West Virginia was also not looked upon favorably by the top teams in the Big East. Izzo-Brown remembers once being at a league meeting for coaches and the head coach at Notre Dame began to speak up to the group – with Izzo-Brown sitting right next to him – complaining that he had to go to West Virginia and play an upstart program when he could be scheduling games against top-ranked Santa Clara.
“And I’m sitting right there when he’s saying this!” said Izzo-Brown. “He couldn’t even wait until I was out of the room.”
Later that year, Notre Dame flew into Morgantown on the day of the game, the Irish players eating airplane peanuts and getting taped on the bus ride to the stadium. When they arrived, Izzo-Brown had her girls breathing fire and the undermanned Mountaineers nearly upset Notre Dame in double overtime.
“I’ll tell you what, he never did that again,” said Izzo-Brown.
In the beginning, Izzo-Brown’s teams were known for their tough, physical play and low-scoring affairs.
“That’s the only way we could play with them because we didn’t have the technical players back then to match their skill level,” said Izzo-Brown.
But soon that changed with All-American players such as Chrissie Abbott and Katie Barnes, and in no time Izzo-Brown was beating Notre Dame and Connecticut on a regular basis.
“It’s one thing to read a book and say ‘OK this is how to coach’, but it’s another thing when you don’t even have the chicken salad,” she said. “But you just figure it out.”
Today, 14 consecutive NCAA appearances later, Izzo-Brown is in the midst of one of the best runs of sustained success ever at West Virginia University – and that includes the late 1950s and early 1960s in men’s basketball and the mid-2000s in football.
Since joining the Big 12, West Virginia is 17-2-1 in conference play with two regular season titles, one Big 12 tournament championship, and a pair of top 25 national rankings.
And it’s all a product of Izzo-Brown’s never-ending drive, dedication and enthusiasm. Because of that, today she doesn’t have women’s soccer alumnae but rather women’s soccer disciples.

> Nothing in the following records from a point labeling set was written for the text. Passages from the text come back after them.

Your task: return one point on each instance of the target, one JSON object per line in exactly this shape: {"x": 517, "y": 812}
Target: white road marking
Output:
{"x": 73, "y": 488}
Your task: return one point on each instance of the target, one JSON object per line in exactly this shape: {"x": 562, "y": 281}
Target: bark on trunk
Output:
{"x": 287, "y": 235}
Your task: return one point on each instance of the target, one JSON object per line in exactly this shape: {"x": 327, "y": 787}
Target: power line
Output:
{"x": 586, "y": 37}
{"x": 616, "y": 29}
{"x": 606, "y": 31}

“That experience of building something and knowing what it’s like to be on the bottom and then clawing your way to the top is humbling, and it makes you appreciate the type of human being you want to be. But also, when you are at the top, what type of person you want to continue to be,” she pointed out.
Izzo-Brown admits she wouldn’t be the coach she is today if she had walked into a situation that was already established for her.
“It’s the best thing I could have ever done professionally was starting a program from scratch,” she said. “When I started I had to teach my players everything. I was the captain, cheerleader, coach, strength coach, travel coordinator, team psychologist … everything.”
Izzo-Brown was also not the most popular person among her WVU coaching brethren at the time and that didn’t really matter to her because she wasn’t interested in winning any popularity contests – she was only interested in winning soccer games.
“I was the one spending the money,” she said.
According to Izzo-Brown, the most appealing aspect of building a program from scratch was having the freedom to determine the course and direction of the program.
“Nobody was telling me what to do because nobody here at the time knew anything about women’s college soccer,” she pointed out. “I was able to build my own culture. Developing a culture takes time.”
No, it won’t be easy starting WVU golf in the Big 12 for Sean Covich, for sure, but the journey can be a very rewarding one for him and his Mountaineer golfers if he can maintain a positive outlook when things aren’t going well.
“The fun part for him is they are always going to be the underdog,” said Izzo-Brown. “You can creep up on people that way. There is not a whole lot of pressure on those kids or on him right away, but he does have to stay positive because there are going to be a lot of obstacles along the way.”
Indeed, the heavy lifting is about to begin.